La fameuse loi de 1920 votée par la Chambre bleu horizon contre l’avortement et la contraception porte, jusque dans son excès nataliste, la marque de l’idéologie patriarcale ; la seule contraception totalement interdite est la féminine. Les préservatifs restent en vente libre, sous la restriction hypocrite de publicité défendue, ce qui était aisément tourné par la métaphore « d’articles d’hygiène ». En 1953 la loi Bleu horizon a été incorporée dans le Code de la santé publique, avec l’appui enthousiaste du très pétainiste Ordre des Médecins. En 1962, le général de Gaulle revenu au pouvoir souhaitait que la population française atteigne 100 millions. L’année suivante, c’est Michel Debré qui invoquait la compétition démographique en reprochant à la France ses pauvres petits 48 millions d’habitants, à côté des 50,5 de l’Italie et des 55,5 de l‘Allemagne de l’Ouest. A la même époque, dans le seul hôpital de Grenoble, il était établi que 61 % des femmes enceintes l’étaient contre leur volonté. En février 1969, au moment où un congrès de savants réunis au musée de l’Homme déclarait que le monde entrait dans une période irréversible de destruction écologique et tandis que l’affolement commençait à se manifester avec les travaux du Club de Rome, le gouvernement français relève les allocations familiales et abaisse le prix des transports familiaux.
L’avortement devient légal le 14 novembre 1974. Des journaux, y compris LE MONDE, pleurent sur la perte des grandes ambitions démographiques d’antan : qui soignera plus tard les rhumatismes des journaleux d’aujourd’hui ? Au moment où débute la crise mondiale (de 1974) accompagnée de restrictions de chauffage, de problème d’énergie et de hausse en flèche du coût de la vie, la presse française prédit paradoxalement que les berceaux vides nous menacent d’une catastrophe économique et sociale sans précédent. Or la destruction des sols et l’épuisement des ressources signalées par tous les travaux écologistes correspondent à une surexploitation parallèle à la surfécondation de l’espèce humaine. L’appropriation patriarcale de la fertilité a donc bien abouti, directement, à la destruction des ressources.
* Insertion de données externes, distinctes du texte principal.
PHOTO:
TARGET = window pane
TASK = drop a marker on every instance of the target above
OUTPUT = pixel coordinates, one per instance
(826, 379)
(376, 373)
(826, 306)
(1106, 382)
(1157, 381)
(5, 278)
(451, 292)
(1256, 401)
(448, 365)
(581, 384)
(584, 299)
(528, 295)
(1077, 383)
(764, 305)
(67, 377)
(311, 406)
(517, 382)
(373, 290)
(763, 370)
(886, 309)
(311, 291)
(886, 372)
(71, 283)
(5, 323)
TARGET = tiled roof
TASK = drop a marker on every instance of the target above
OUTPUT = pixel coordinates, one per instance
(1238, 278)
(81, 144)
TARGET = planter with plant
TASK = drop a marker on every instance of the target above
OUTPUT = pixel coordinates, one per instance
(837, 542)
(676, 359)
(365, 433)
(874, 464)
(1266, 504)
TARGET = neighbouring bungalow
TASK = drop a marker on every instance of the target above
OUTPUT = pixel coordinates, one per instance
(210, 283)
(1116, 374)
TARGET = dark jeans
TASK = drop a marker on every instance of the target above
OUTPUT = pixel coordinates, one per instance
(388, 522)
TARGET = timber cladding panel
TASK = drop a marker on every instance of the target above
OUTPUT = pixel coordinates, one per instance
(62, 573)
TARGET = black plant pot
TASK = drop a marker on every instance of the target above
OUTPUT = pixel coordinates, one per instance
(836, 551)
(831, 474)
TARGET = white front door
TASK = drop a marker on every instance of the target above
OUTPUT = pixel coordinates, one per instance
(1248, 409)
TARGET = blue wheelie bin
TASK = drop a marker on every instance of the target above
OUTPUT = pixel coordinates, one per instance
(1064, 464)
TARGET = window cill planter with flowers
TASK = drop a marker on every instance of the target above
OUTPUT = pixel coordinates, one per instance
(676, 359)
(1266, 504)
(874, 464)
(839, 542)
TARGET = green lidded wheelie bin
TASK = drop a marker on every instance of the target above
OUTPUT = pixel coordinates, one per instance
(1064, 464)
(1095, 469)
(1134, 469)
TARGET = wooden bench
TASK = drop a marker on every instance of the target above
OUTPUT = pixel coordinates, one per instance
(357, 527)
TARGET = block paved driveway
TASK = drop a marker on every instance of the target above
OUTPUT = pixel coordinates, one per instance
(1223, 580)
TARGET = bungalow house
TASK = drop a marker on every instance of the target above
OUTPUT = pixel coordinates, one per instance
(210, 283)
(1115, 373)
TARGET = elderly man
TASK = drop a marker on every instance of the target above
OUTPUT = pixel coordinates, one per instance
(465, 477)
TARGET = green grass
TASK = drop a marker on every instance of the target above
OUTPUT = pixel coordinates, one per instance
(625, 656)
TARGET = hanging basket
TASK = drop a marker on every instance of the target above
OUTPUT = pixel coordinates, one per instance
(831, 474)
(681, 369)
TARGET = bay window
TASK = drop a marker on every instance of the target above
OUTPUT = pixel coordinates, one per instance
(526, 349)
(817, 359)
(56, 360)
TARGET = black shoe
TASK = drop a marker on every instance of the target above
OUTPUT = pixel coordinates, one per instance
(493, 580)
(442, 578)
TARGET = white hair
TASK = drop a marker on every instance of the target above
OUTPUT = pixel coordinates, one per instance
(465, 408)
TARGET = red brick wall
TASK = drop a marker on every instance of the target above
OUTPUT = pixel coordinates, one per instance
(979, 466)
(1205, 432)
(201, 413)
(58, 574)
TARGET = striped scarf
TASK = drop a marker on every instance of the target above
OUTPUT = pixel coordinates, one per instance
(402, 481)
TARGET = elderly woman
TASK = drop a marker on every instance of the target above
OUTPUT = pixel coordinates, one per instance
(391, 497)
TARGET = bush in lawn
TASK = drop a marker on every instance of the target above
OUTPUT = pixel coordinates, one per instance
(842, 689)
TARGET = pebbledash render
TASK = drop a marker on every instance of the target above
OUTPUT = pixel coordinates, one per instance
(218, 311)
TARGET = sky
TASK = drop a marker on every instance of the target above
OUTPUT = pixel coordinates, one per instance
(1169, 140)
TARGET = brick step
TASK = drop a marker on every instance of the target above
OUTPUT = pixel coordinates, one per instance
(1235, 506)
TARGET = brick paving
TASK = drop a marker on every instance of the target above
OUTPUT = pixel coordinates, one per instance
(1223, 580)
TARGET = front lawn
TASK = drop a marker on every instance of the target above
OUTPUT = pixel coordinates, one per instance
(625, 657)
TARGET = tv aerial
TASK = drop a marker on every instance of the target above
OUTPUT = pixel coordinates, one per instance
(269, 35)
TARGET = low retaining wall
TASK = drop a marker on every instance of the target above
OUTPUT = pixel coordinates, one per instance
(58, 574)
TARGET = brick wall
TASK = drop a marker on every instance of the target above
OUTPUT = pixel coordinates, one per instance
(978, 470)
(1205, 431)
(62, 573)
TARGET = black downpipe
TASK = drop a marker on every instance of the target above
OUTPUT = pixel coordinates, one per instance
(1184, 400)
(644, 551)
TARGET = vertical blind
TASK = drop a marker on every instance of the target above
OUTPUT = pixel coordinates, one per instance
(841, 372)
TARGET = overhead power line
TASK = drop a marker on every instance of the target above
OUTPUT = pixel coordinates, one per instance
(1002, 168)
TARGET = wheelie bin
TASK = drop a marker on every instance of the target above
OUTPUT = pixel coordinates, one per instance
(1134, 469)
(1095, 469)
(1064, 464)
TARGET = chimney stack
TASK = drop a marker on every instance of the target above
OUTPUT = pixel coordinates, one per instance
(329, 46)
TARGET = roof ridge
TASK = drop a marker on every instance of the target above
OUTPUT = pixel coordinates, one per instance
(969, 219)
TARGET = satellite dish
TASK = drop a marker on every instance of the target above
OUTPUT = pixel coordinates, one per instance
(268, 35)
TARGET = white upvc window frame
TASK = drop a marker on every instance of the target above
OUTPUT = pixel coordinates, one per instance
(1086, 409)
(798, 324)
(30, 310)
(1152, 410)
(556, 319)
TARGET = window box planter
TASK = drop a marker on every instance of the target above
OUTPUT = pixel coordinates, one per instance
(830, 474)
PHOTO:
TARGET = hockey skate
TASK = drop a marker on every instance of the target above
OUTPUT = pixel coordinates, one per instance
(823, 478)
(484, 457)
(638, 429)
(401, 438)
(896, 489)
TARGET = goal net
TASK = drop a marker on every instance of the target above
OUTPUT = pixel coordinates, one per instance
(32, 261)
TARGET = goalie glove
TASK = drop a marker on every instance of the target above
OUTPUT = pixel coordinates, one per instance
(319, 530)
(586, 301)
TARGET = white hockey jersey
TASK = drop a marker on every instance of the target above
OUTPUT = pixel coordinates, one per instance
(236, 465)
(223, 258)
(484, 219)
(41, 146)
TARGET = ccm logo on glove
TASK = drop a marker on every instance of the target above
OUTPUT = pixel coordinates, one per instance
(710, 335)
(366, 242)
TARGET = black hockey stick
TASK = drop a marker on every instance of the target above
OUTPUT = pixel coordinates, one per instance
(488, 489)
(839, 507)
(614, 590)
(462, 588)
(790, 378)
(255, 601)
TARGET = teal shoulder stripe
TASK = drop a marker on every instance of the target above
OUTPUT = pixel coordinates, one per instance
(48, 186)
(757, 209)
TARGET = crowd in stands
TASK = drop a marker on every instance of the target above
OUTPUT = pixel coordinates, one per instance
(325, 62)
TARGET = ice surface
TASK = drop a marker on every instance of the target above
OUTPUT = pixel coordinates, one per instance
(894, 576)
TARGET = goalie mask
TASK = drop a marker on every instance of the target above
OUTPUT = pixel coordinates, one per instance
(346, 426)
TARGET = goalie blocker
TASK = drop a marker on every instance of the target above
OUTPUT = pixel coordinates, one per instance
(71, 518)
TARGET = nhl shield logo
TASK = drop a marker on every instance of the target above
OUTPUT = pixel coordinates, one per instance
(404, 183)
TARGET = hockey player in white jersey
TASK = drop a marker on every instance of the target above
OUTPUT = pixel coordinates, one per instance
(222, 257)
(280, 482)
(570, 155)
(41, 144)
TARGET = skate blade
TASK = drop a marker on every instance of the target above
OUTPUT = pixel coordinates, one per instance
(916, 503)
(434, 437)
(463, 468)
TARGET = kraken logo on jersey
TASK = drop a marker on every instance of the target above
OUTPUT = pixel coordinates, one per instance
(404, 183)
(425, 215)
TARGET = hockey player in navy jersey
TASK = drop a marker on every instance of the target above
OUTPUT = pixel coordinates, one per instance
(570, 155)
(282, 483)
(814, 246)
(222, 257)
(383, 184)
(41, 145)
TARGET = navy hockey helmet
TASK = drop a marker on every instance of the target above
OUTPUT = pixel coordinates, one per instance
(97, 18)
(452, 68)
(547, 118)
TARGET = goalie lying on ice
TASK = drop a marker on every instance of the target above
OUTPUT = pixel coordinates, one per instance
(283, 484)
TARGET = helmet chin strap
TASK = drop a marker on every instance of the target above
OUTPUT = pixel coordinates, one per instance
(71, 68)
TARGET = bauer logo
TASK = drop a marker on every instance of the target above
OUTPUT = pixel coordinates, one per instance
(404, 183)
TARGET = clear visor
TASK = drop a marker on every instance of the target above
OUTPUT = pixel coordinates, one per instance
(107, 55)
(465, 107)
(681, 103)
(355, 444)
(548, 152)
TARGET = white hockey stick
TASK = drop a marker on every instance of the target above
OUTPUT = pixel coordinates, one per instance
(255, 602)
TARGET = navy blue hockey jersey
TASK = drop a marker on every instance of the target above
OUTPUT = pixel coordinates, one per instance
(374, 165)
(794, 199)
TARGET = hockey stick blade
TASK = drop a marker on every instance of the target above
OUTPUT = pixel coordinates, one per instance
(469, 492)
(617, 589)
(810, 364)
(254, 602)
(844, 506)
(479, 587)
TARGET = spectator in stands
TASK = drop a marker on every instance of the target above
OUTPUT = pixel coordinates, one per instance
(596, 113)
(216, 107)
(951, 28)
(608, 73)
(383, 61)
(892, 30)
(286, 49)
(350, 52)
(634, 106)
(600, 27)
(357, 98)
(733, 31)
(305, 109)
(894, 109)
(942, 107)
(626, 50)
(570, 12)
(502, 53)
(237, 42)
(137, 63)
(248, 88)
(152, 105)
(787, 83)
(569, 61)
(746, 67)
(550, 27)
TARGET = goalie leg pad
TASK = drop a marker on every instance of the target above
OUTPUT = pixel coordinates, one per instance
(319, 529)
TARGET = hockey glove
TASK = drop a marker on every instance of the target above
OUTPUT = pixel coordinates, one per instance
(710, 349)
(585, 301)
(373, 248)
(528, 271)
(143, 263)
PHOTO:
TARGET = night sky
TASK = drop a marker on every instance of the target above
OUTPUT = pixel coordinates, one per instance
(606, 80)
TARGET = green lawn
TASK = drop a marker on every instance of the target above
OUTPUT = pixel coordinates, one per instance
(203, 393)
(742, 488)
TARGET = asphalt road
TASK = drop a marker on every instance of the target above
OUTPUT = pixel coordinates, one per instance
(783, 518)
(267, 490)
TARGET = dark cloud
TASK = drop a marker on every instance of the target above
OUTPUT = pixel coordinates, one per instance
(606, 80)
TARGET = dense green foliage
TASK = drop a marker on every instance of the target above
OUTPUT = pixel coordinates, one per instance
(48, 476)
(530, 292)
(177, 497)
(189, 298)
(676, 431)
Françoise d’Eaubonne, « Écologie et féminisme (révolution ou mutation ?) », première édition en 1978, réédition 2018 aux éditions Libre & Solidaire
Françoise d’Eaubonne et l’écoféminisme n’ont pas eu de descendance dans notre pays mais beaucoup dans les pays anglophones (USA, Canada, Australie). Elle estimait que le capitalisme était causé par le phallocratisme, seul responsable de la natalité galopante des femmes depuis 5.000 ans et de la surexploitation des ressources naturelles en particulier des terres arables. Dans mon livre ‘Cet animal raté’, j’ai expliqué l’explosion démographique par la révolution néolithique vers -10.000 ans qui permet de passer d’un enfant par femme tous les 4 ans chez les chasseurs-cueilleurs à un enfant possible par an chez les agriculteurs par suite de la sédentarité et des bouillies de céréales. Ce qui me parait le plus original et fondé dans son analyse, c’est qu’elle estimait que les femmes du Tiers-Monde, en particulier en Afrique, devraient être aidées à s’émanciper et à contrôler leurs naissances alors que c’est actuellement impossible dans ces pays patriarcaux en pleine explosion démographique…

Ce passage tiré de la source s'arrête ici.